Current constituency
- Created: 2004
- Party: New Patriotic Party
- MP: Lawrence Agyinsam

= Hemang Lower Denkyira (Ghana parliament constituency) =

Constituency in the Central Region of Ghana

Hemang Lower Denkyirais one of the constituencies represented in the Parliament of Ghana. It elects one member of parliament (MP) by the first past the post system of election. Lawrence Agyinsam is the member of parliament for the constituency. The Hemang Lower Denkyira constituency is located in the Twifo/Heman/Lower Denkyira district of the Central Region of Ghana.

==Boundaries==
The seat is located entirely within the Twifo/Heman/Lower Denkyira district of the Central Region of Ghana.

== History ==
The constituency was first created in 2004 by the Electoral Commission of Ghana along with 29 other new ones, increasing the number of constituencies from 200 to 230.

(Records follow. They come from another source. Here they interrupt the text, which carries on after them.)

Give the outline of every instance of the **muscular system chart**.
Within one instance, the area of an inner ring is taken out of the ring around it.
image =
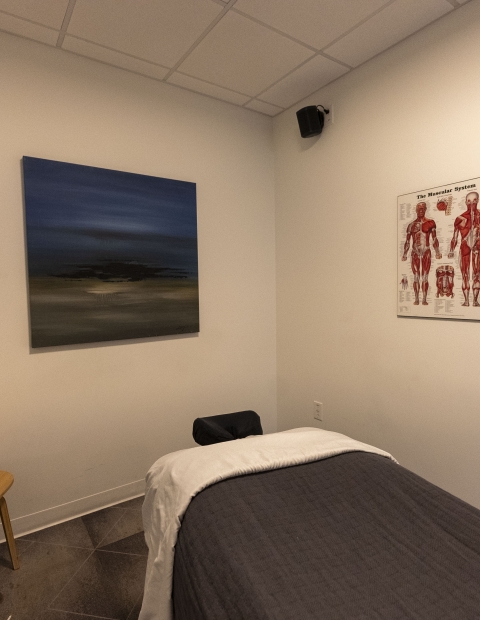
[[[480,320],[480,177],[398,197],[397,314]]]

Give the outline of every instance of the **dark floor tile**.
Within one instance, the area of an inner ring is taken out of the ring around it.
[[[132,511],[133,512],[133,511]],[[65,521],[22,537],[22,540],[95,549],[125,514],[123,508],[111,506],[83,517]],[[133,532],[130,532],[133,534]],[[128,536],[128,534],[126,534]],[[1,619],[0,619],[1,620]]]
[[[108,545],[124,538],[143,532],[142,513],[138,510],[125,510],[125,514],[120,517],[110,532],[102,540],[100,547],[104,549]]]
[[[21,538],[17,538],[15,540],[15,547],[17,549],[17,555],[20,561],[20,566],[22,566],[23,554],[26,551],[26,549],[30,547],[31,544],[32,543],[29,540],[22,540]],[[10,570],[13,570],[12,561],[10,558],[10,553],[8,552],[8,546],[6,542],[0,545],[0,569],[1,568],[8,568]],[[0,589],[1,589],[1,581],[0,581]]]
[[[130,612],[130,615],[128,616],[127,620],[138,620],[138,616],[140,615],[140,610],[142,609],[142,601],[143,601],[143,594],[136,602],[135,607]]]
[[[145,495],[140,495],[140,497],[135,497],[135,499],[129,499],[126,502],[117,504],[117,508],[128,508],[129,510],[142,510],[144,500],[145,500]]]
[[[95,551],[50,608],[127,620],[143,592],[146,565],[138,555]]]
[[[109,545],[102,546],[101,550],[115,553],[130,553],[133,555],[148,555],[148,547],[143,532],[138,532],[138,534],[133,534],[133,536],[127,536]]]
[[[95,548],[103,542],[124,514],[125,510],[122,508],[111,506],[110,508],[104,508],[103,510],[80,517]]]
[[[15,618],[12,617],[12,620],[15,620]],[[54,609],[47,609],[47,611],[44,611],[42,614],[36,617],[35,620],[99,620],[99,619],[96,616],[85,616],[85,615],[80,616],[78,614],[69,614],[66,611],[55,611]]]
[[[83,549],[90,550],[95,548],[81,517],[27,534],[23,536],[22,540],[33,540],[35,542],[64,545],[66,547],[82,547]]]
[[[36,618],[91,554],[88,549],[18,542],[20,569],[0,566],[2,620],[9,615],[12,620]]]

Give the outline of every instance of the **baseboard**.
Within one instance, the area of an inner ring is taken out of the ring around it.
[[[60,504],[60,506],[54,506],[53,508],[47,508],[46,510],[40,510],[24,517],[17,517],[12,519],[12,529],[15,537],[25,536],[38,530],[43,530],[46,527],[63,523],[64,521],[70,521],[76,519],[82,515],[101,510],[102,508],[108,508],[119,502],[125,502],[135,497],[140,497],[145,493],[145,480],[136,480],[135,482],[129,482],[123,484],[120,487],[114,489],[108,489],[107,491],[101,491],[94,495],[88,495],[81,499],[76,499],[66,504]],[[3,536],[3,530],[0,528],[2,537],[0,543],[5,542]]]

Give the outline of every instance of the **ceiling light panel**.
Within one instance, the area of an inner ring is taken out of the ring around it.
[[[323,56],[315,56],[259,97],[288,108],[347,71],[343,65]]]
[[[0,11],[60,30],[68,0],[0,0]]]
[[[396,0],[325,53],[356,67],[450,11],[447,0]]]
[[[321,49],[390,0],[237,0],[233,10]]]
[[[230,11],[179,70],[255,96],[312,55],[303,45]]]
[[[211,0],[77,0],[68,33],[173,67],[221,11]]]
[[[86,56],[87,58],[93,58],[94,60],[100,60],[101,62],[121,69],[127,69],[128,71],[134,71],[135,73],[141,73],[147,77],[152,77],[157,80],[163,80],[167,75],[169,69],[165,67],[159,67],[146,60],[139,60],[138,58],[132,58],[126,56],[120,52],[114,52],[113,50],[106,49],[90,43],[89,41],[83,41],[82,39],[76,39],[75,37],[66,36],[63,42],[62,48],[80,56]]]
[[[58,32],[56,30],[32,24],[24,19],[5,15],[5,13],[0,13],[0,30],[6,30],[12,34],[18,34],[21,37],[47,43],[48,45],[56,45],[58,39]]]
[[[167,82],[169,84],[175,84],[175,86],[181,86],[187,90],[193,90],[196,93],[201,93],[202,95],[209,95],[210,97],[215,97],[215,99],[222,99],[222,101],[228,101],[228,103],[235,103],[237,105],[243,105],[250,99],[250,97],[245,95],[234,93],[233,91],[227,90],[226,88],[221,88],[220,86],[207,84],[207,82],[202,82],[201,80],[197,80],[196,78],[192,78],[178,72],[172,73]]]

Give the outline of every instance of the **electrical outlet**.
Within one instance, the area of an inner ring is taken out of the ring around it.
[[[313,419],[321,422],[323,420],[323,403],[318,400],[313,401]]]
[[[325,125],[333,125],[333,105],[325,106],[328,114],[325,114]]]

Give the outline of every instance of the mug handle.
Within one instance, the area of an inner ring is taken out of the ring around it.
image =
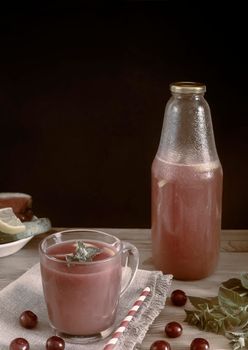
[[[139,251],[131,243],[122,241],[122,276],[124,276],[124,285],[122,285],[120,297],[126,292],[134,280],[139,265]],[[131,271],[130,271],[131,270]],[[125,272],[128,273],[125,281]],[[123,281],[122,281],[123,284]]]

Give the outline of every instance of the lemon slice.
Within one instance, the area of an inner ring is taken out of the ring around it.
[[[12,208],[0,209],[0,231],[16,234],[25,231],[26,226],[15,216]]]

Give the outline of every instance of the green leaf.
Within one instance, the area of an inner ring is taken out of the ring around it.
[[[247,272],[241,273],[240,281],[241,281],[242,286],[245,289],[248,289],[248,273]]]
[[[230,339],[230,344],[234,350],[247,348],[248,338],[247,333],[242,332],[228,332],[227,339]]]
[[[227,331],[236,329],[240,325],[239,317],[228,315],[225,317],[224,326]]]
[[[221,306],[221,311],[226,315],[226,316],[229,316],[229,315],[232,315],[232,316],[238,316],[240,315],[240,313],[242,311],[244,311],[243,308],[237,308],[237,309],[234,309],[233,307],[228,307],[228,306]]]
[[[186,312],[185,322],[191,326],[199,327],[201,324],[202,312],[198,310],[184,310]]]
[[[74,261],[92,261],[94,256],[101,253],[97,247],[86,246],[82,241],[77,242],[76,251],[73,254],[66,255],[68,266]]]
[[[215,305],[218,305],[218,297],[214,298],[198,298],[198,297],[188,297],[191,304],[196,308],[196,309],[202,309],[202,305],[206,304],[208,307],[211,309]]]
[[[225,334],[224,320],[225,315],[221,310],[215,309],[214,312],[206,310],[203,313],[203,329],[216,334]]]
[[[214,318],[212,319],[210,318],[207,321],[205,321],[205,325],[203,329],[206,332],[213,332],[213,333],[219,334],[221,326],[222,326],[222,323],[219,323]]]
[[[237,278],[231,278],[228,281],[225,281],[222,283],[224,287],[227,289],[231,289],[239,295],[247,295],[248,296],[248,290],[242,285],[241,280]]]
[[[237,287],[241,286],[240,279],[238,278],[230,278],[229,280],[224,281],[221,284],[227,289],[236,289]]]
[[[247,306],[247,297],[241,296],[239,293],[224,286],[220,286],[218,294],[219,304],[222,307],[239,309],[240,311]]]
[[[198,304],[198,309],[202,310],[202,311],[212,310],[211,308],[209,308],[209,304],[208,303]]]
[[[232,345],[233,350],[239,350],[239,349],[243,349],[244,347],[242,346],[242,344],[240,343],[240,341],[231,341],[230,344]]]
[[[246,338],[245,338],[245,346],[246,346],[246,348],[248,348],[248,336],[246,336]]]
[[[223,334],[234,350],[248,349],[248,273],[224,281],[217,297],[189,297],[195,310],[185,310],[190,325]]]
[[[239,313],[239,328],[246,329],[248,328],[248,312],[243,310]]]

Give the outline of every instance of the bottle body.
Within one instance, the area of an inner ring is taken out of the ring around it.
[[[222,178],[206,101],[202,95],[187,94],[182,100],[176,94],[167,104],[152,164],[157,269],[181,280],[213,273],[220,250]]]

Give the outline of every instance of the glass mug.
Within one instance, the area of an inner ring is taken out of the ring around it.
[[[68,263],[65,255],[82,241],[101,248],[101,253],[93,261]],[[46,237],[39,254],[48,318],[56,335],[79,344],[108,336],[113,331],[119,298],[138,268],[137,248],[102,231],[75,229]],[[129,267],[126,281],[124,267]]]

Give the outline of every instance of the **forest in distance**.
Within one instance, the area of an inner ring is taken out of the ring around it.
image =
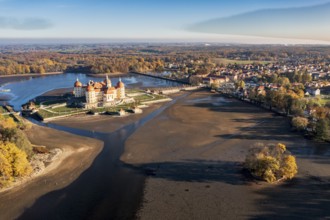
[[[7,45],[0,51],[1,75],[168,71],[170,79],[214,89],[227,85],[221,80],[235,83],[230,94],[276,108],[294,117],[297,130],[330,140],[329,96],[306,97],[316,89],[330,94],[328,46]]]
[[[190,76],[210,72],[216,66],[242,65],[249,61],[262,65],[290,62],[327,65],[329,54],[330,47],[326,46],[6,45],[0,46],[0,75],[172,69]],[[218,62],[219,59],[225,62]]]

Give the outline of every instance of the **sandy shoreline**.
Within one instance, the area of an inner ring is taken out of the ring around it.
[[[127,76],[129,74],[130,73],[120,73],[120,72],[118,72],[118,73],[97,73],[97,74],[88,73],[87,76],[96,77],[96,78],[104,78],[107,75],[109,77],[117,77],[117,76]]]
[[[63,72],[49,72],[49,73],[28,73],[28,74],[0,75],[0,78],[7,78],[7,77],[21,77],[21,76],[47,76],[47,75],[58,75],[58,74],[63,74]]]
[[[74,181],[101,151],[101,141],[33,125],[27,132],[33,144],[63,152],[39,175],[0,193],[2,219],[15,219],[40,196],[63,188]],[[13,205],[15,204],[15,205]]]

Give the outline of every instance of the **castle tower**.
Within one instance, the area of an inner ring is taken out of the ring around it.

== Members of Parliament ==

| Election | Member | Party |
|---|---|---|
| 2004 | Benjamin Bimpong Donkor | New Patriotic Party |

==Elections==
Benjamin Bimpong Donkor, the current MP for the Assin South constituency was first elected in the constituency's first ever election in 2004. He retained his seat by a majority of 476 (2.4%) in the 2008 parliamentary election.